I also object to Congressional override of DC legislation (perhaps in situations other than where the functioning of the federal government would be adversely affected). Just like I object to the inability of the 500,000+ voting residents of DC having no vote for members of Congress, either the House or the Senate.
I understand this latter problem as a constitutional problem, a fault of our basic constitution, written at a time when there were no residents in DC (there was no DC then), and I believe it to be a constitutional problem that needs to be resolved.
The fact that any member of Congress believes that we DC residents don’t deserve a voice in our legislature is astounding, and against all of our stated principles of democratic and republican government. We would never suggest that any other country disenfranchise a portion of their adult population. This is, after all, one of the reasons the colonies determined to leave the British empire.

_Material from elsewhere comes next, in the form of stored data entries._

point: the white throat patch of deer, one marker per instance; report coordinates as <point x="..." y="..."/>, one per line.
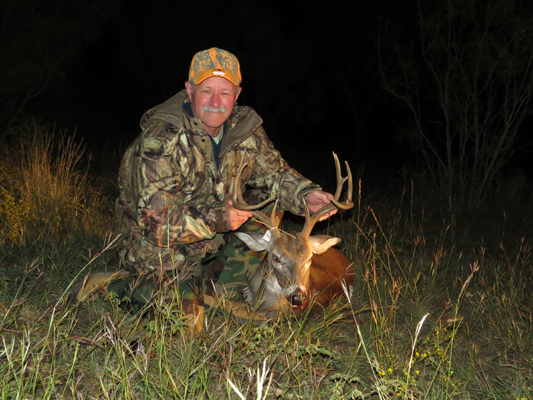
<point x="299" y="268"/>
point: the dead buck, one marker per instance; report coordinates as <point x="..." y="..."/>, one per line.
<point x="299" y="269"/>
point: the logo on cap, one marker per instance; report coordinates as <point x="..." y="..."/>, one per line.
<point x="215" y="62"/>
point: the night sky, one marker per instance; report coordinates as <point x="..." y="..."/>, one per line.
<point x="309" y="69"/>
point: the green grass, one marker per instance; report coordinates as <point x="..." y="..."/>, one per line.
<point x="435" y="312"/>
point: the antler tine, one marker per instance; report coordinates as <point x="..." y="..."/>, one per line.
<point x="310" y="221"/>
<point x="348" y="203"/>
<point x="240" y="204"/>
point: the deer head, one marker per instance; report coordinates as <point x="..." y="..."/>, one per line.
<point x="282" y="281"/>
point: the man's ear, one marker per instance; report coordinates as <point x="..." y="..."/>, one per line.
<point x="189" y="90"/>
<point x="239" y="89"/>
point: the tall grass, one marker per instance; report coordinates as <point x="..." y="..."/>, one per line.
<point x="45" y="193"/>
<point x="427" y="317"/>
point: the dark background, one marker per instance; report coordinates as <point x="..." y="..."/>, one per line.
<point x="309" y="69"/>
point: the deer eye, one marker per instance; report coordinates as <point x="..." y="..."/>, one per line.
<point x="277" y="258"/>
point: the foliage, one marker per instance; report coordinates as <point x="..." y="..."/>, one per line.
<point x="43" y="192"/>
<point x="426" y="320"/>
<point x="466" y="76"/>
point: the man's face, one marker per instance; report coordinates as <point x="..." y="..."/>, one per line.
<point x="212" y="101"/>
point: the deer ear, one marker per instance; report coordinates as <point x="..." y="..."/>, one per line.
<point x="320" y="243"/>
<point x="254" y="240"/>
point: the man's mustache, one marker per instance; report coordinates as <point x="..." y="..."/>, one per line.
<point x="208" y="108"/>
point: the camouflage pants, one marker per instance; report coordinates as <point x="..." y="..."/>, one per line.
<point x="225" y="274"/>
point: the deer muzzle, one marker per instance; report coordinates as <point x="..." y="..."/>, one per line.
<point x="298" y="298"/>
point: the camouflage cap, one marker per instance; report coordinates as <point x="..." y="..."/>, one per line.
<point x="215" y="62"/>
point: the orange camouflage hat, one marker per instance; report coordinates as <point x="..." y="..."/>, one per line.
<point x="215" y="62"/>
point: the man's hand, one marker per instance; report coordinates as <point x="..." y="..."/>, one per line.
<point x="318" y="199"/>
<point x="234" y="217"/>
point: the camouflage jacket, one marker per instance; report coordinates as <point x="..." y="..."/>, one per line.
<point x="171" y="192"/>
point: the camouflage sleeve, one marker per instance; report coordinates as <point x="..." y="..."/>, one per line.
<point x="285" y="183"/>
<point x="169" y="209"/>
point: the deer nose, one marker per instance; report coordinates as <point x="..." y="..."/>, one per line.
<point x="297" y="298"/>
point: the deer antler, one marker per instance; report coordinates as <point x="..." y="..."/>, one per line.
<point x="240" y="204"/>
<point x="310" y="221"/>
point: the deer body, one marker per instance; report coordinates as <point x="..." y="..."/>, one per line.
<point x="300" y="272"/>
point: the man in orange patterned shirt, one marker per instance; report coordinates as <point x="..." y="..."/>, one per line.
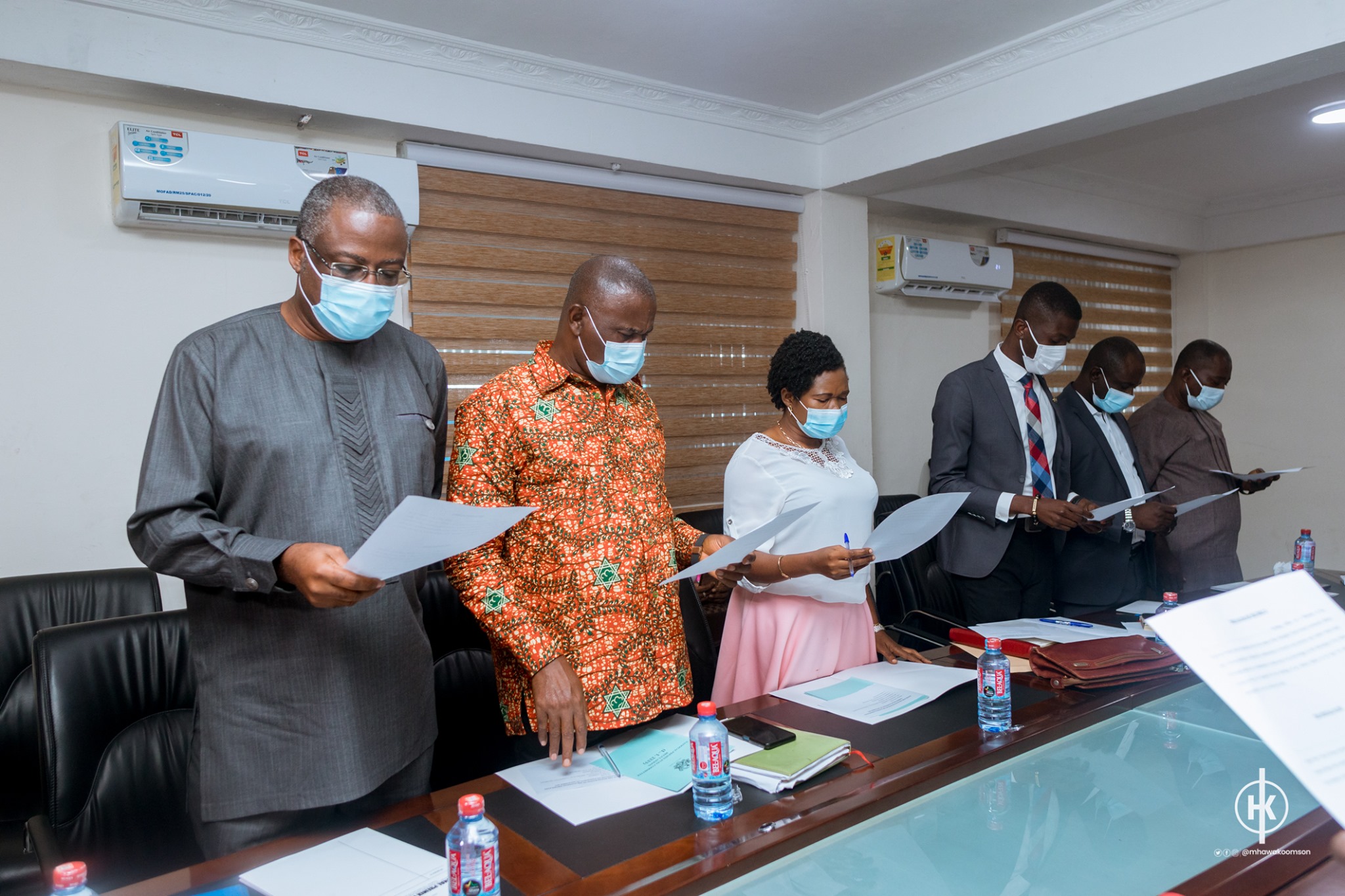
<point x="584" y="637"/>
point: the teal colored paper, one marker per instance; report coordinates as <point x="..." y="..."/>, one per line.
<point x="654" y="757"/>
<point x="839" y="689"/>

Giving the Congress the right to override local DC legislation adds salt to the wound. Particularly where, as in this case, the decision to override was pressed by one particular Congressman, and presumably would otherwise have not have been suggested.
I can’t say that the marijuana decision was a partisan decision – I don’t know, and we never will. But the decision to keep DC from having legislative representation is clearly a partisan decision – Republicans do not want more Democratic representation from the highly Democratic district. I believe making this decision on this basis is shameful.
I am of course not the first to say all of this. But no one seems to care. This is partisanship at its worst. Period.